The Importance of Voluntary Behavior in Rehabilitation Treatment and Outcomes.

Most rehabilitation treatments are volitional in nature, meaning that they require the patient's active engagement and effort. Volitional treatments are particularly challenging to define in a standardized fashion, because the clinician is not in complete control of the patient's role in enacting these treatments. Current recommendations for describing treatments in research reports fail to distinguish between 2 fundamentally different aspects of treatment design: the selection of treatment ingredients to produce the desired functional change and the selection of ingredients that will ensure the patient's volitional performance. The Rehabilitation Treatment Specification System (RTSS) is a conceptual scheme for standardizing the way that rehabilitation treatments are defined by all disciplines across all areas of rehabilitation. The RTSS highlights the importance of volitional behavior in many treatment areas and provides specific guidance for how volitional treatments should be specified. In doing so, it suggests important crosscutting research questions about the nature of volitional behavior, factors that make it more or less likely to occur, and ingredients that are most effective in ensuring that patients perform desired treatment activities.

A Theory-Driven System for the Specification of Rehabilitation Treatments.
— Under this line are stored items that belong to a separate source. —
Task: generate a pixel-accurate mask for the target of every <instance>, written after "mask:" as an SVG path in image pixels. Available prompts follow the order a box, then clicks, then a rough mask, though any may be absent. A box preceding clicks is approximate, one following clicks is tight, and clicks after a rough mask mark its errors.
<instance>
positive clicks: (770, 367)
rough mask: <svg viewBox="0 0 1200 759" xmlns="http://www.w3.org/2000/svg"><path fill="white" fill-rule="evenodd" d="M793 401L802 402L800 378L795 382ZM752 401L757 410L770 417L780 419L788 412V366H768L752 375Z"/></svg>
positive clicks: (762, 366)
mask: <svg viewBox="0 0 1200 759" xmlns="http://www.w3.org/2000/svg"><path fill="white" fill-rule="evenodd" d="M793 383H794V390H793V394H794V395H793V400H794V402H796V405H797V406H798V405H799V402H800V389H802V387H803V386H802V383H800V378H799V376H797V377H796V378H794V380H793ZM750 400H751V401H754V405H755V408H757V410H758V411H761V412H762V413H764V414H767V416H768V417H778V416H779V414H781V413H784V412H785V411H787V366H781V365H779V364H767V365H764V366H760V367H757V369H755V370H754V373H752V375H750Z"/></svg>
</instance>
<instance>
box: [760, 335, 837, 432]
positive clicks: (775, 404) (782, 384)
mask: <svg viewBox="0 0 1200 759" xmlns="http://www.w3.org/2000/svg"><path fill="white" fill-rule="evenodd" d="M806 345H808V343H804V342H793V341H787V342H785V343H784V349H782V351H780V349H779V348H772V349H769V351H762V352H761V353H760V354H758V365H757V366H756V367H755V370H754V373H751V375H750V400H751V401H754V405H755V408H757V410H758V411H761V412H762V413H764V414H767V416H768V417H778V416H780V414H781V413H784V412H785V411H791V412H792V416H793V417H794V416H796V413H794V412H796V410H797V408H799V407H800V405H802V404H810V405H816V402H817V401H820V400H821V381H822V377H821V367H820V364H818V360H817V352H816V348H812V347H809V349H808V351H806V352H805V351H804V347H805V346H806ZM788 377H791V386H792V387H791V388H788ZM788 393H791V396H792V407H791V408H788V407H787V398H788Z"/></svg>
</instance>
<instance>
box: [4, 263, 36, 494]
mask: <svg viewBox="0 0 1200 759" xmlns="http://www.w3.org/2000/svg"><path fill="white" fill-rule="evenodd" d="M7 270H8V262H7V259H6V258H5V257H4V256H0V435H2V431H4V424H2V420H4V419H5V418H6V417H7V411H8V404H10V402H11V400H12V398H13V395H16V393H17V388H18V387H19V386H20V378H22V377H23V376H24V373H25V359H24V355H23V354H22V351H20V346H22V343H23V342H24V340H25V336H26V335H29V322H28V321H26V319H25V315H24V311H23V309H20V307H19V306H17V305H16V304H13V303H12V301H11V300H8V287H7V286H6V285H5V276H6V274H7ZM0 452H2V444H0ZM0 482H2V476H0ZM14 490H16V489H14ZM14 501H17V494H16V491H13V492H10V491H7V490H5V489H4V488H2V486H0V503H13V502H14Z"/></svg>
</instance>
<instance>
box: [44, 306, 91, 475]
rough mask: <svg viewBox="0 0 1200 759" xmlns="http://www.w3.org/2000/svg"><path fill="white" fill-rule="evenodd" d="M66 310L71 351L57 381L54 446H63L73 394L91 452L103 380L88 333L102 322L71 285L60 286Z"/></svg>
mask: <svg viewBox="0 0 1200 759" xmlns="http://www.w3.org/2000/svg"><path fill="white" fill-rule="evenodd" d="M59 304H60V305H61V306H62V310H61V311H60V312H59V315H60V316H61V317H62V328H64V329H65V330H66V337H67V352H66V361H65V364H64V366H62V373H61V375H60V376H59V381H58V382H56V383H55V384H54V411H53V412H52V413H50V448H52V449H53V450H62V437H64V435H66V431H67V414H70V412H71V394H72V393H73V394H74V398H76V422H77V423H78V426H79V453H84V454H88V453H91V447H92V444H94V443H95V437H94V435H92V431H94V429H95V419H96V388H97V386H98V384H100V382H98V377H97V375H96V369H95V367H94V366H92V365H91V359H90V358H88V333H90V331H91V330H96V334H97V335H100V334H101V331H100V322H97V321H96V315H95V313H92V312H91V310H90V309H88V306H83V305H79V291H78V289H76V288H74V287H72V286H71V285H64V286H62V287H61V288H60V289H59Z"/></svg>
The field of rehabilitation remains captive to the black-box problem: our inability to characterize treatments in a systematic fashion across diagnoses, settings, and disciplines, so as to identify and disseminate the active ingredients of those treatments. In this article, we describe the Rehabilitation Treatment Specification System (RTSS), by which any treatment employed in rehabilitation may be characterized, and ultimately classified according to shared properties, via the 3 elements of treatment theory: targets, ingredients, and (hypothesized) mechanisms of action. We discuss important concepts in the RTSS such as the distinction between treatments and treatment components, which consist of 1 target and its associated ingredients; and the distinction between targets, which are the direct effects of treatment, and aims, which are downstream or distal effects. The RTSS includes 3 groups of mutually exclusive treatment components: Organ Functions, Skills and Habits, and Representations. The last of these comprises not only thoughts and feelings, but also internal representations underlying volitional action; the RTSS addresses the concept of volition (effort) as a critical element for many rehabilitation treatments. We have developed an algorithm for treatment specification which is illustrated and described in brief. The RTSS stands to benefit the field in numerous ways by supplying a coherent, theory-based framework encompassing all rehabilitation treatments. Using a common framework, researchers will be able to test systematically the effects of specific ingredients on specific targets; and their work will be more readily replicated and translated into clinical practice.